Человек далеко не бедный, Грэшем вполне мог позволить себе роскошь держать собственных лошадей по всему пути от Кембриджа до Лондона. И каждую он гнал точно так же, как и предыдущую. Не стоит удивляться, что когда всадник достиг Лондона, кожа его сапог была истрепана в лохмотья, тело ныло так, будто по нему прошлись раскаленным утюгом, а сам он умирал от изнеможения. Сэр Генри проспал три часа. По пути от Лондона в Бат своих лошадей у него не было. Не доверяя тем, что можно нанять или купить по дороге, он вел с собой караван собственных животных — оно и надежнее, и более соответствует его положению. Грэшем с презрением отвергал кареты. В последнее время эти неуклюжие средства передвижения в огромном количестве колесили по грязным дорогам, создавая на лондонских улицах жуткие пробки. Нет, он пока еще не так стар, чтобы трястись в какой-то повозке.
Еще с древнеримских времен воды Бата использовали для лечения старых и немощных. Судя по количеству таких людей нынче, было похоже на то, что римляне никогда не покидали здешних мест. Старое аббатство не позволяло городу расти вширь. Оно словно задавило его своей мертвой массой, высосало из этого несчастного места последние соки. Повсюду царила атмосфера упадка. Грэшем привык к городскому зловонию, но здесь к обычному смраду примешивался хорошо различимый душок гниющей плоти. Людям постоянно приходилось отгонять от своих влажных лиц докучливых мошек. Даже ранним летом все в Бате было засижено мухами.
Не слезая с лошади, Манион грыз куриную ножку, прихваченную из последней таверны, в которой они обедали.

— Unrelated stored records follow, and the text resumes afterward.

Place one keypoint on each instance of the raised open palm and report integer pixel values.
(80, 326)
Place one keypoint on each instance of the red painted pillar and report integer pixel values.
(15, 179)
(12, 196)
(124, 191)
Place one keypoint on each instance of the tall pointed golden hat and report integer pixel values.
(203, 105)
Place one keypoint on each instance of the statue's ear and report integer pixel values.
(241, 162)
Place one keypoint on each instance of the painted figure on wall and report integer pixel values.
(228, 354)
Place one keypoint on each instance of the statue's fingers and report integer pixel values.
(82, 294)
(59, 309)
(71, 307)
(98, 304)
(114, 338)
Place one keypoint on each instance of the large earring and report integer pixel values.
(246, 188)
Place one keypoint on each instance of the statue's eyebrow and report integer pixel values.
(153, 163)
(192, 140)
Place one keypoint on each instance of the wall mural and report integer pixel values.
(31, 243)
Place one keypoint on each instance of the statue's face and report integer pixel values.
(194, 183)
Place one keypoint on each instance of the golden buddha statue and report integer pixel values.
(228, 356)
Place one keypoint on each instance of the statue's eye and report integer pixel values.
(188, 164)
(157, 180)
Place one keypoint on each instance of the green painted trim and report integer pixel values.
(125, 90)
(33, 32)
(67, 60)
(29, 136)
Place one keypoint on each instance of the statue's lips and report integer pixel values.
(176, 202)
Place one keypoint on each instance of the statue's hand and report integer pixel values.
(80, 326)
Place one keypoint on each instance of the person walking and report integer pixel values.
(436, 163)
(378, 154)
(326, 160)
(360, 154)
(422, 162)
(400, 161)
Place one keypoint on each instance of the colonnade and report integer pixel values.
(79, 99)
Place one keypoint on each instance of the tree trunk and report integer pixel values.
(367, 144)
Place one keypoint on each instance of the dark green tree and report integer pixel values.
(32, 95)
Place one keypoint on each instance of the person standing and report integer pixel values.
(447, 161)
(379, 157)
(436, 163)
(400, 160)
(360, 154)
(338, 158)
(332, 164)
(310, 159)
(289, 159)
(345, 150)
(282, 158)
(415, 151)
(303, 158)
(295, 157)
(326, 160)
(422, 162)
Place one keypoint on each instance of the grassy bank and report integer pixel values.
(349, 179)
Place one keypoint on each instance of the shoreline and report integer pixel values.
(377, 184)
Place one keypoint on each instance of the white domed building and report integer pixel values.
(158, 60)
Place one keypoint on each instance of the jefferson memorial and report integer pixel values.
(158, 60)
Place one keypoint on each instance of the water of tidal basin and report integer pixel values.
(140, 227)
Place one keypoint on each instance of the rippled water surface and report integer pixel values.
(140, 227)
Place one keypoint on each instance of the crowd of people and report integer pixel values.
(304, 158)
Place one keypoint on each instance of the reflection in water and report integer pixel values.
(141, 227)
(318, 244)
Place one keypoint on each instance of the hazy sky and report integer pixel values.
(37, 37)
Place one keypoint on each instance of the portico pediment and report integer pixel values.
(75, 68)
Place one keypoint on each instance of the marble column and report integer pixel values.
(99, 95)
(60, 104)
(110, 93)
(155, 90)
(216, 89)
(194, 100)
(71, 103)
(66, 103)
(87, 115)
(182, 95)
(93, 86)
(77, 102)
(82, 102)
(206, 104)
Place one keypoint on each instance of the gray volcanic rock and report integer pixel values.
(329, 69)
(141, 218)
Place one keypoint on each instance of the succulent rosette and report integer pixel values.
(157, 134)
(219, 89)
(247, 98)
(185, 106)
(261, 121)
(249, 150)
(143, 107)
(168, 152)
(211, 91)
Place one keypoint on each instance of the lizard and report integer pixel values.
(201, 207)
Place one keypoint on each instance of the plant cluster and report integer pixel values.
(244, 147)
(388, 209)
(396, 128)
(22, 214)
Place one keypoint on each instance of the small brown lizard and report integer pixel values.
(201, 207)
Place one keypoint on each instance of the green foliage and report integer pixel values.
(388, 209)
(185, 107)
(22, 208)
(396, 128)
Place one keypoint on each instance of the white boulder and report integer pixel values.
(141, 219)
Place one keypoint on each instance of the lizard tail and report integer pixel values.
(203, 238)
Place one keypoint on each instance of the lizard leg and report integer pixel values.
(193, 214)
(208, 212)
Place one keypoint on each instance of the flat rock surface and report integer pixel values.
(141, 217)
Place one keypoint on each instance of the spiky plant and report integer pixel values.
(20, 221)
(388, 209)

— Знаете, что я думаю? — спросил слуга, и маленький кусочек жилистого мяса выскочил из его рта и пролетел мимо левого уха Грэшема.
— Ты способен думать? Я не уверен, что хотел бы пуститься в восприятие твоих, с позволения сказать, измышлений, если твои физические действия являются отражением их содержания. Но, — вздохнул Грэшем, — судя по всему, ты в любом случае их выскажешь.
— Когда-то Сесил просто использовал вас, и его не волновало, погибнете вы или нет, выполняя задание. Теперь же он одной ногой в могиле, и ему хочется направить вас туда, где вы погибнете непременно. Сесил спит и видит, чтобы протащить вас вместе с собой по всем кругам ада. Вы единственный, кто превосходит его во всем.